I made the illustration for this book review by first painting the pages with purple acrylic paints. The estate that is at the heart of the story was represented by tearing around a picture of a home that I found in a British tourism magazine. To soften the torn edges and blend them into the background, I used rubberstamping pigment inks on a fingertip dauber. The title was written with gold gouache, while the author's name was gold gouache with a bit of indigo added to it.
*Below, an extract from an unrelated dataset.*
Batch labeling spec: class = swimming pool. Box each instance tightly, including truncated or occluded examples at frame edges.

"The Confessor" by Daniel Silva Posted by Hello

Reading Journal entry: "The Confessor"

Many years have passed since Gabriel Allon took retribution on those who killed the Israeli athletes at the Munich Olympics. Now he is a master art restorer in Venice. But when one of his fellow agents in that affair is murdered, Gabriel is reactivated by his old mentor, Ari Shamron, to find out why. He discovers that Benjamin had been investigating Pope Pius XII's role in the Holocaust, and apparently was getting too close to the truth. A secret Vatican society known as the Crux Vera is intent on hiding the facts. A powerful Cardinal and his henchmen plan to assassinate the new Pope to keep him from opening the Vatican's secret archives. Gabriel races across the face of Europe, from Venice's Jewish ghetto to Vienna to London to a convent on Lake Garda, and finally to the innermost parts of the Vatican. He is usually just one step ahead of Italian and German police, an assassin known as The Leopard, and even some Israeli agents, as he desperately tries to discover the facts and save the Pope. In the end, it all comes down to a very young nun and a sleepy little orphan boy.

 I was reading it about the time that Pope John Paul was in his final illness, and one of the characters in the book is the imaginary pope who follows him.